2. Code implementation

give python The code implementation is as follows ：

class Solution:
    def zeroFilledSubarray(self, nums: List[int]) -> int:
        res, cnt = 0, 0
        for x in nums:
            if x == 0:
                cnt += 1
            else:
                res += cnt * (cnt+1) // 2
                cnt = 0
        res += cnt * (cnt+1) // 2
        return res

The submitted code was evaluated ： Time consuming 1895ms, Take up memory 24.7MB.

3. Topic three

The link to question 3 is as follows ：

• 2349. Design a Number Container System

1. Their thinking

The main difficulty of this problem is that we need to quickly find the smallest of each number index, Therefore, we need to establish an ordered index Array of , Then maintain this array all the time .

2. Code implementation

give python The code implementation is as follows ：

class NumberContainers:

    def __init__(self):
        self.nums = []
        self.index = defaultdict(list)
        

    def change(self, index: int, number: int) -> None:
        idx = bisect.bisect_left(self.nums, (index, -1))
        if idx >= len(self.nums) or self.nums[idx][0] != index:
            bisect.insort(self.nums, (index, number))
            bisect.insort(self.index[number], index)
        else:
            x = self.nums[idx][1]
            self.nums[idx] = (index, number)
            bisect.insort(self.index[number], index)
            self.index[x].pop(bisect.bisect_left(self.index[x], index))
        return 

    def find(self, number: int) -> int:
        return -1 if self.index[number] == [] else self.index[number][0]

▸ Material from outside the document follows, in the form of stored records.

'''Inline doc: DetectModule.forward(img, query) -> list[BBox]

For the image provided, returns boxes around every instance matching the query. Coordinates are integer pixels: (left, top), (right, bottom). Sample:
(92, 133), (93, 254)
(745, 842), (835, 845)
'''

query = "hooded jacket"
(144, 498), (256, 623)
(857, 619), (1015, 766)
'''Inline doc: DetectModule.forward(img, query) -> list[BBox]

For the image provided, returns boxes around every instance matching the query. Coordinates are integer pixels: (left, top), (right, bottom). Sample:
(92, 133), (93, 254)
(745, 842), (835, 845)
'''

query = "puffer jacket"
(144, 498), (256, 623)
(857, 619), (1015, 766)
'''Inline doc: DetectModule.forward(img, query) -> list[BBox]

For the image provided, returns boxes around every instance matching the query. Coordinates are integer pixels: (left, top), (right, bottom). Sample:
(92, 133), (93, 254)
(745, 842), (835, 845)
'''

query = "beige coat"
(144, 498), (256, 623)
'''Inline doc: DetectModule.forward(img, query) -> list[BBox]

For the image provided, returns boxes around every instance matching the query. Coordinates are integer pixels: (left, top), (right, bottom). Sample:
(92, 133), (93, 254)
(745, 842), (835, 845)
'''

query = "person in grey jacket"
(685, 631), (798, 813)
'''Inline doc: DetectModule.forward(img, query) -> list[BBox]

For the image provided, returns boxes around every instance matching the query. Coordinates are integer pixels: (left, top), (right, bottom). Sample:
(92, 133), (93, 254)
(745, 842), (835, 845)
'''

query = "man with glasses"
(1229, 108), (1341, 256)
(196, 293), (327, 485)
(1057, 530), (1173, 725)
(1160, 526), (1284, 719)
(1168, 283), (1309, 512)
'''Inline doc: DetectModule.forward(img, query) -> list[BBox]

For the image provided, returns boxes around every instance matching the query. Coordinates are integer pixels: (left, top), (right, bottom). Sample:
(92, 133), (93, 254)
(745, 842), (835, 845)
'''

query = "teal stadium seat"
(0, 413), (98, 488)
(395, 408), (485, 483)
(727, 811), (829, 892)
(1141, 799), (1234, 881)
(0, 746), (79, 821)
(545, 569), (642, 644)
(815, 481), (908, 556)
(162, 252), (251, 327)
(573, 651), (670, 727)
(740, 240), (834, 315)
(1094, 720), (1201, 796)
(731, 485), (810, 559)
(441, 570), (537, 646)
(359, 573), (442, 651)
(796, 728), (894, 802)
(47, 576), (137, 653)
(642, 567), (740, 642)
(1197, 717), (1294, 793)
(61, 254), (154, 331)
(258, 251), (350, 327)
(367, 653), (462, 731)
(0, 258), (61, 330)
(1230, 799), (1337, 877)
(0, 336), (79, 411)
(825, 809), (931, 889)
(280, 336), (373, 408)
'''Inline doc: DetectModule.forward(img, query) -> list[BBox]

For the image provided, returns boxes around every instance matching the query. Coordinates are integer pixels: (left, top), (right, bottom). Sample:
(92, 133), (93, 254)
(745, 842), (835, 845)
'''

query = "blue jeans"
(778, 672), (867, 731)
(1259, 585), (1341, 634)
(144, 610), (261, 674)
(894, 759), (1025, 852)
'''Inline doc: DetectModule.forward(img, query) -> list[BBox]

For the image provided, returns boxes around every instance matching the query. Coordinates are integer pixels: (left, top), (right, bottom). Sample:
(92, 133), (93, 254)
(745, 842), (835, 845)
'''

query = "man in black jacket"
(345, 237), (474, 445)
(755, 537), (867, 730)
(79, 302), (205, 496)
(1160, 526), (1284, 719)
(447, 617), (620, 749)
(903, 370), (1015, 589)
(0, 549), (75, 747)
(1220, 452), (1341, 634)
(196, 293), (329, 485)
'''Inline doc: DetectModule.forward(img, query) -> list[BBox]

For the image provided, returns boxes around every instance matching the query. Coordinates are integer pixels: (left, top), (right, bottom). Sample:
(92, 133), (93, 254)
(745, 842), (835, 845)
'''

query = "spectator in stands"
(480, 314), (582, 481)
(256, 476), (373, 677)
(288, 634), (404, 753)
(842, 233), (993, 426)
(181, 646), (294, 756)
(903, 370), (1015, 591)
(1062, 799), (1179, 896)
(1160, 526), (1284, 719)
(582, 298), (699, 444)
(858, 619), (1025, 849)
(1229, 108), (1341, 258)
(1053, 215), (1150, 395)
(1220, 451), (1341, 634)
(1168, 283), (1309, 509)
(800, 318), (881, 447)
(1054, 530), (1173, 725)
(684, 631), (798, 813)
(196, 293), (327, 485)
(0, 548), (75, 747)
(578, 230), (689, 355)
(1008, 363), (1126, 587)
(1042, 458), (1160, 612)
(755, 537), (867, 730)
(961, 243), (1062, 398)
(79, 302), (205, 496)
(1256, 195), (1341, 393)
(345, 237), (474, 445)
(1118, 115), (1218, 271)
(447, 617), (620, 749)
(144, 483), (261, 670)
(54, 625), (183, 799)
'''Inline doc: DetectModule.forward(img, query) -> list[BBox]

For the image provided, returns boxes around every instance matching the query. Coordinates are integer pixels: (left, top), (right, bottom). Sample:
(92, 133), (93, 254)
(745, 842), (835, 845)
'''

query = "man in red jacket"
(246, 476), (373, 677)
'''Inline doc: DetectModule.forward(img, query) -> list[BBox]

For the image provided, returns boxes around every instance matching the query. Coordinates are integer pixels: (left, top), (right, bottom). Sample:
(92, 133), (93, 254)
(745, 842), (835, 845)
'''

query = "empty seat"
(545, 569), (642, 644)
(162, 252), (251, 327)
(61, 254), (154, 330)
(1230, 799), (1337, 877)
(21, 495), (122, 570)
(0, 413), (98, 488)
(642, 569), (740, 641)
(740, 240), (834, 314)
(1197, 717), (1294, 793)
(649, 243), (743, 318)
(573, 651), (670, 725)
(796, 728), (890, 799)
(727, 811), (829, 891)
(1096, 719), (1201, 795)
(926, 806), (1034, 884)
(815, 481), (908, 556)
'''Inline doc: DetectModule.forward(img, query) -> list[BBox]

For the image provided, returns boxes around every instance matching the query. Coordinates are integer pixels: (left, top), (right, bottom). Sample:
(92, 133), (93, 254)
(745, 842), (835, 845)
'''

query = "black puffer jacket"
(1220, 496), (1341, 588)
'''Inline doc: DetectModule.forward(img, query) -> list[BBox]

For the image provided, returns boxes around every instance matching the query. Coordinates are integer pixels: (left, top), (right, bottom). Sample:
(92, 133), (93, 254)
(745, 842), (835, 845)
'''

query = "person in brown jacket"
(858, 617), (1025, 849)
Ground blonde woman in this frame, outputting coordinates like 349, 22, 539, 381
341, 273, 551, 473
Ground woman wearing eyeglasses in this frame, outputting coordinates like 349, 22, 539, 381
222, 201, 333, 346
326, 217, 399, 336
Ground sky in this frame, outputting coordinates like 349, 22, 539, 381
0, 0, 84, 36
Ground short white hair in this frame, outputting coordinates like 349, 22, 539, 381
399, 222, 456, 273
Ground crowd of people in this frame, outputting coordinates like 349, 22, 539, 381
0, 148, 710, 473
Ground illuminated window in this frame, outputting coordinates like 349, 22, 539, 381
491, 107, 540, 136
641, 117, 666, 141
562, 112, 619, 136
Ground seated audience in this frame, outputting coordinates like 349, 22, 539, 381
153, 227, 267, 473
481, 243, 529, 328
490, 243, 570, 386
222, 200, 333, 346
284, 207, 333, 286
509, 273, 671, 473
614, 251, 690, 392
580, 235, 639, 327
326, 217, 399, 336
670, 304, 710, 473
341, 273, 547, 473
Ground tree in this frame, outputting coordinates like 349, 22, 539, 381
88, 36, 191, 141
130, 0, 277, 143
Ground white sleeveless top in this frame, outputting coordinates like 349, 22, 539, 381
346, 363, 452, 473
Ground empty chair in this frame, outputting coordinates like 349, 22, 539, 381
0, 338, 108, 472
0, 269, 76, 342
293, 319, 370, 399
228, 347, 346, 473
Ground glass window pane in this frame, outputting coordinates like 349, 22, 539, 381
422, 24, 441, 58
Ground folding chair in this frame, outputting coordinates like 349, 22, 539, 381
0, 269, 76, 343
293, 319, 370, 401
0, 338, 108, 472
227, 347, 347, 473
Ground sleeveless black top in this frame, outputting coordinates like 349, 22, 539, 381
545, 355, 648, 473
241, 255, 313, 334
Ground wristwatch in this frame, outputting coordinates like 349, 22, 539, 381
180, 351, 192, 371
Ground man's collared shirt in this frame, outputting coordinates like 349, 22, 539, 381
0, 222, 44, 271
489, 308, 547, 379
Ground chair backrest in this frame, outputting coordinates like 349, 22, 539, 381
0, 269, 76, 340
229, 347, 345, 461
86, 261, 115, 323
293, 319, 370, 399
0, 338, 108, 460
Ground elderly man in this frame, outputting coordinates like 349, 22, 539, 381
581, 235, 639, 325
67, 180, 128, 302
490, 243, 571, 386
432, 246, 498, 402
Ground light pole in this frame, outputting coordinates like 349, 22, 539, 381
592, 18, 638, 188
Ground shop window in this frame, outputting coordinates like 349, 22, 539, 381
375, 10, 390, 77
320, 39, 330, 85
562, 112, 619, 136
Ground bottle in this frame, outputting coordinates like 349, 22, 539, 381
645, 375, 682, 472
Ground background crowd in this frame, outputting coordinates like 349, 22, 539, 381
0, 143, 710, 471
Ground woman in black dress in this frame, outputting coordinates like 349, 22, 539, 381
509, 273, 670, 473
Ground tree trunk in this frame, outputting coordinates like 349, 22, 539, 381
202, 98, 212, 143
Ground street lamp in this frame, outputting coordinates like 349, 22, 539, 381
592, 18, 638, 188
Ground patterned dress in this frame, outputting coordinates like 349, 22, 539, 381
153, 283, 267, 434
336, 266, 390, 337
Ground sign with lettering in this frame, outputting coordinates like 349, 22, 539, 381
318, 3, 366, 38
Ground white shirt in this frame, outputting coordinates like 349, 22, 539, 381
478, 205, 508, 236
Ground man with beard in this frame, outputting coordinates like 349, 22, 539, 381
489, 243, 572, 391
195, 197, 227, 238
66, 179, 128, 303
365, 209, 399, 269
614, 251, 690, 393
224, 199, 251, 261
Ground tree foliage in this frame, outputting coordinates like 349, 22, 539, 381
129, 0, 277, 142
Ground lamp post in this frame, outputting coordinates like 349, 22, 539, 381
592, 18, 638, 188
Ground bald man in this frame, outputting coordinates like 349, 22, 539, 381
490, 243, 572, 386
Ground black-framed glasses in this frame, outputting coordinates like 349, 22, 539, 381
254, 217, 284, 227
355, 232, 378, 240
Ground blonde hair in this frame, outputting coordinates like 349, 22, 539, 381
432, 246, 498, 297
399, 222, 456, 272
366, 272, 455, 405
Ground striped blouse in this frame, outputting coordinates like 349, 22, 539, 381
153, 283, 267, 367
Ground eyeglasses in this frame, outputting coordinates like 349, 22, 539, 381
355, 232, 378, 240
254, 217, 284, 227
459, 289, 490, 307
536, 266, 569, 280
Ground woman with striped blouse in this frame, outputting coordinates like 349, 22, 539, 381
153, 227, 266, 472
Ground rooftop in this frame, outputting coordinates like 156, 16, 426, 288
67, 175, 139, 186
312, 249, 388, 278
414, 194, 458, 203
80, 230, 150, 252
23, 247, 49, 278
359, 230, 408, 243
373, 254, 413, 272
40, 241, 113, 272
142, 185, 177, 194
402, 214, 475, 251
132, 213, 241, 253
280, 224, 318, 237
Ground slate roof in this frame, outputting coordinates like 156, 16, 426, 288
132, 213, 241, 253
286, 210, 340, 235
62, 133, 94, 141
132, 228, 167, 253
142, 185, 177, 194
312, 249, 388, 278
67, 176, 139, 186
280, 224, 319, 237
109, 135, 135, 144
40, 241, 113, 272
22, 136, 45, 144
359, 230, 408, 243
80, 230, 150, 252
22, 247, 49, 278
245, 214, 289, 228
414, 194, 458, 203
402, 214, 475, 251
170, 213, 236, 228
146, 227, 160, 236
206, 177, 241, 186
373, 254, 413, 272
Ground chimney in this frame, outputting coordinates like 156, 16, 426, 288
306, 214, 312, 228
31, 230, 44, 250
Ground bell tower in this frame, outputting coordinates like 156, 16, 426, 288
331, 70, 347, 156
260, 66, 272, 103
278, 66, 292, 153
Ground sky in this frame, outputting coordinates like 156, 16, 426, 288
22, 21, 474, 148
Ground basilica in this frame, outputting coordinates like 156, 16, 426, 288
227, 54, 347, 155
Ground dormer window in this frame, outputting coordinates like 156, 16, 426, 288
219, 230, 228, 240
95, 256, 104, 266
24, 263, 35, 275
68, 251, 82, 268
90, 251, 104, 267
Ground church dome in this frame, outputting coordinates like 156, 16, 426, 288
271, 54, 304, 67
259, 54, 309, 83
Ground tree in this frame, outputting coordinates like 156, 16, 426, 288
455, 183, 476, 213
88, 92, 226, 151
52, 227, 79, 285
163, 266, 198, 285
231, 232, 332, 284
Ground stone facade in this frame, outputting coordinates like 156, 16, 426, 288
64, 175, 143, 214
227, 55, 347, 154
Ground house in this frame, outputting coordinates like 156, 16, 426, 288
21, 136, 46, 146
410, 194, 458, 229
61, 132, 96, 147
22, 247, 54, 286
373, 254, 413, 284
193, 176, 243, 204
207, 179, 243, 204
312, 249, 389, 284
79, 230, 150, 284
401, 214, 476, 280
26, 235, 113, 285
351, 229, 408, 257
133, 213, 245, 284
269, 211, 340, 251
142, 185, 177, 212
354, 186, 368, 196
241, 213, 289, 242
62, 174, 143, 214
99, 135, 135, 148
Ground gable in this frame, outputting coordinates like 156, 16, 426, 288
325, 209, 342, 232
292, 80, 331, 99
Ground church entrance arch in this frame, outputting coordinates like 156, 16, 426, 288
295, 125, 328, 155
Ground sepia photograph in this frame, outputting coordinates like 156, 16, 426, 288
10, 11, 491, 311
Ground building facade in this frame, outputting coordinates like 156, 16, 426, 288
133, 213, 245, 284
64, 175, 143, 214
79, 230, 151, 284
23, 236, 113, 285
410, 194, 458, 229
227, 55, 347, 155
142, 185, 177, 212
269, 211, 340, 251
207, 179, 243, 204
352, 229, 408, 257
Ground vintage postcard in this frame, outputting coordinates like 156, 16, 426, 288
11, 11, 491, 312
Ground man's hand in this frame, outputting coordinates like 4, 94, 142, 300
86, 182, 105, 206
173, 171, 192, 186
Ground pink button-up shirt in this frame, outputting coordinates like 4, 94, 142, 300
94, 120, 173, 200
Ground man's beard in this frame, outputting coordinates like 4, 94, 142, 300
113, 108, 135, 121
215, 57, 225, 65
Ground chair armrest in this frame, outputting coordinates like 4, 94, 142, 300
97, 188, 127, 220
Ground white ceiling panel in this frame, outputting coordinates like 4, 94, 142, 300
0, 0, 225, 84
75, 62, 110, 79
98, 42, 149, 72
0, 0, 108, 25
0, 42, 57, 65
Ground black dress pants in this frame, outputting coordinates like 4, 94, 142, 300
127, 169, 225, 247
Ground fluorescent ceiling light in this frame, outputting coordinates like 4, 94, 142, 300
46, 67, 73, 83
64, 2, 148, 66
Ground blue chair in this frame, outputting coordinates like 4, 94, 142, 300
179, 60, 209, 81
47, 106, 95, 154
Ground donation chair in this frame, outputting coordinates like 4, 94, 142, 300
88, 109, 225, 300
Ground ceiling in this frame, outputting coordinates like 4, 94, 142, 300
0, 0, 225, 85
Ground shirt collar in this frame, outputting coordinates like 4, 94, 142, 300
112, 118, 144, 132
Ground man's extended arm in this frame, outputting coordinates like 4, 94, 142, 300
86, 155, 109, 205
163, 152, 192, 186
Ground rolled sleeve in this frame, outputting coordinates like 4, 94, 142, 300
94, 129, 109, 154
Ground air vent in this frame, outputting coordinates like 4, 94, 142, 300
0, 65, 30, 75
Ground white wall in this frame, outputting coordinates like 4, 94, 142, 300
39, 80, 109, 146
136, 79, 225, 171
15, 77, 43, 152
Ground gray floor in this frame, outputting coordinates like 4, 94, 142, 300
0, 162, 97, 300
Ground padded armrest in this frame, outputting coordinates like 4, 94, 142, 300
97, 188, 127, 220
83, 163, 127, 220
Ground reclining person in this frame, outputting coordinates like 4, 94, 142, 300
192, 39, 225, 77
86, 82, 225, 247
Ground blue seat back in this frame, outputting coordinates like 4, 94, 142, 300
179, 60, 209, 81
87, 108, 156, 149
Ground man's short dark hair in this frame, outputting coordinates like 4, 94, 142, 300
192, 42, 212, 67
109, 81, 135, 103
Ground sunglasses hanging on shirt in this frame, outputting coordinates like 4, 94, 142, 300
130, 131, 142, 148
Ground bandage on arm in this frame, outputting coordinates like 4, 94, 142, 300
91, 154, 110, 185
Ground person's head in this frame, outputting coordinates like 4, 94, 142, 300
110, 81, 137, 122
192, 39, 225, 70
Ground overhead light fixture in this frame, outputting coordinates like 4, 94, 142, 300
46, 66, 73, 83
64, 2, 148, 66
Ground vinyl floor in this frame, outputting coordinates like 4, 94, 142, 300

The submitted code was evaluated ： Time consuming 2350ms, Take up memory 58.5MB.

4. Topic four

The link to question 4 is as follows ：

• 2350. Shortest Impossible Sequence of Rolls

1. Their thinking

In fact, I didn't expect this question at the beginning , But after reading the answer, I found that it was actually quite simple , In fact, it is a simple construction problem .

We give a construction method , After the first round of all the numbers , So for a length of 1 The subsequence , We can always construct this sequence .

Suppose we can now complete a length of $n$ Sequence , If we can have another round after it $1\to k$ The number of , Then we can construct any length of $n+1$ The subsequence .

conversely , If there is a number that does not exist , Then we can always find a subsequence , So that this sequence cannot be successfully constructed .

2. Code implementation

give python The code implementation is as follows ：

class Solution:
    def shortestSequence(self, rolls: List[int], k: int) -> int:
        seen = set()
        res = 1
        for x in rolls:
            seen.add(x)
            if len(seen) == k:
                res += 1
                seen = set()
        return res

The submitted code was evaluated ： Time consuming 1503ms, Take up memory 28.3MB.